- Citizenship: Kenyan
- Education: University of Nairobi (BA)
- Occupation: Multimedia Journalist
- Employer: Royal Media Services
- Awards: ACCER Award 2022

= Agnes Lydia Oloo =

Agnes Lydia Oloo is a Kenyan multimedia journalist with the Royal Media Services, and is known for reporting issues in environment, climate change, biodiversity and justice for Citizen TV Kenya and Citizen Digital. She was a joint overall winner of the 2022 African Climate Change and Environmental Reporting (ACCER) Award organised by the Pan African Climate Justice Alliance (PACJA).

== Education ==
Agnes earned a Bachelor's degree in Journalism and Mass Communication from the University of Nairobi, Kenya.

== Career ==
She works with Royal Media Services in Nairobi as a videographer and features reporter across the Citizen TV, Citizen Radio and Citizen Digital platforms, producing video and written features on biodiversity, conservation, human rights, pollution and climate policy.

Her bylines at Citizen Digital include coverage of biodiversity and conservation issues such as Kenya's black rhino conservation program, a report for World Rhino Day from Lewa Wildlife Conservancy and an analysis of the environmental and public health implications of second-hand textile imports. She has also reported on justice and climate change topics including the 2024 International Women's Day and Kenya's attraction of Ksh 680 billion investment commitments at COP28, for both Citizen TV and Citizen Digital.

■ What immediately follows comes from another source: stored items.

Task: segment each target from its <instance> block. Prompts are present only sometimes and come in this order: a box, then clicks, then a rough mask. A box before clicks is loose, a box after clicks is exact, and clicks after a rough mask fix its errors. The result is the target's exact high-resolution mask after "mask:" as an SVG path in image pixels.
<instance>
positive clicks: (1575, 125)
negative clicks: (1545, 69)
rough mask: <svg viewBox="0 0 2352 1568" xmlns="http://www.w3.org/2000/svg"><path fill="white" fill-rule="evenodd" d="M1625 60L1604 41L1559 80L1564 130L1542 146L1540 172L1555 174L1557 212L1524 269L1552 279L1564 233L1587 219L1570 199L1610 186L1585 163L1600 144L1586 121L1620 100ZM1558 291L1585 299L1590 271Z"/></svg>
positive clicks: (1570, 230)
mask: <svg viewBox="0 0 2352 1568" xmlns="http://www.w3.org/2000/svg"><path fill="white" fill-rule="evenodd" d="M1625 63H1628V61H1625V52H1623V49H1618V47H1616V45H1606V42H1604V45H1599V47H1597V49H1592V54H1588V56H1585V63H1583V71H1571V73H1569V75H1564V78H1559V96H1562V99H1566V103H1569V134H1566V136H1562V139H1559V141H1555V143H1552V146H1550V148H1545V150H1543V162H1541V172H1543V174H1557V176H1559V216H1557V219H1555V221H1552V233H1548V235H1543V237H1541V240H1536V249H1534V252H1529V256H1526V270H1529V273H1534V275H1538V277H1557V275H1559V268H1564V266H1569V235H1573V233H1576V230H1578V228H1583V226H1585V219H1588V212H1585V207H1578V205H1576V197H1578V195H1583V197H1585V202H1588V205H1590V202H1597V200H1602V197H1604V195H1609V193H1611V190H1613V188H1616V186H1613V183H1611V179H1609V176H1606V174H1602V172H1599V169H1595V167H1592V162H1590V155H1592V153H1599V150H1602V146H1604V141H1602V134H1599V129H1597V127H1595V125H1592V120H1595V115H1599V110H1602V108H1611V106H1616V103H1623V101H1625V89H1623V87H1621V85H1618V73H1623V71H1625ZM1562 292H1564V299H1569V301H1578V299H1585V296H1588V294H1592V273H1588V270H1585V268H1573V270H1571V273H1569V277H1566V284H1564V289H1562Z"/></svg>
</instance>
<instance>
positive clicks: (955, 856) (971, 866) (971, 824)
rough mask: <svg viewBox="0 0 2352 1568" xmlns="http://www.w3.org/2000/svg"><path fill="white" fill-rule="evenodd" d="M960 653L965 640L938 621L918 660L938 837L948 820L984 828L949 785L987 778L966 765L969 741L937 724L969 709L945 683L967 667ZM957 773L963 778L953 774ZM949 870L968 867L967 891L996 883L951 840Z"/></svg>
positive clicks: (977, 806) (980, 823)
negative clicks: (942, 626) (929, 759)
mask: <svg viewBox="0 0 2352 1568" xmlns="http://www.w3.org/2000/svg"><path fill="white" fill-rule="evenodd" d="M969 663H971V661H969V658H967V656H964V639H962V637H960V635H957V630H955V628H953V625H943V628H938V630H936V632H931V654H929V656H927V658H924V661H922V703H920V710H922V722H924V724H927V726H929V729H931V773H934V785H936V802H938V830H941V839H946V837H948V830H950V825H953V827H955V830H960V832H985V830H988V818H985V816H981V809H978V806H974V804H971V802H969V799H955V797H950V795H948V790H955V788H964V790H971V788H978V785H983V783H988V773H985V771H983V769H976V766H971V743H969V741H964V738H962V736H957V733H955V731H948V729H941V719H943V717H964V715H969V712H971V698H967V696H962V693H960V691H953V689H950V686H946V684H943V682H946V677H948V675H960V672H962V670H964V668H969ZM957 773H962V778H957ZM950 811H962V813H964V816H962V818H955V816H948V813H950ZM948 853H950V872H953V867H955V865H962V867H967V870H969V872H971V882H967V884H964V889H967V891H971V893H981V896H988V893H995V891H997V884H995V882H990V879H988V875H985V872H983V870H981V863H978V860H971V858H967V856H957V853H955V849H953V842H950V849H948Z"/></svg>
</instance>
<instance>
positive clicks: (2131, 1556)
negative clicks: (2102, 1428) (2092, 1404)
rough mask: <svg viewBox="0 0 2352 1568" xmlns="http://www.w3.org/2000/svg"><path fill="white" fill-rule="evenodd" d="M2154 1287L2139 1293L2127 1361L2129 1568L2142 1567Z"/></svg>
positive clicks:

In 2023, she was selected by the Open Mind for Excellence and Global Awareness (OMEGA) as an ORA Africa fellow, a program that trains and supports journalists covering complex global risks.

She was named a CBD fellow by Earth Journalism Network (EJN) in 2024, to cover biodiversity finance and negotiations at COP16.

== Awards and recognition ==
Agnes with Raquel Muigai were joint winners of the ACCER award 2022 based on their entry in the broadcast/TV category for their report "Dry Death".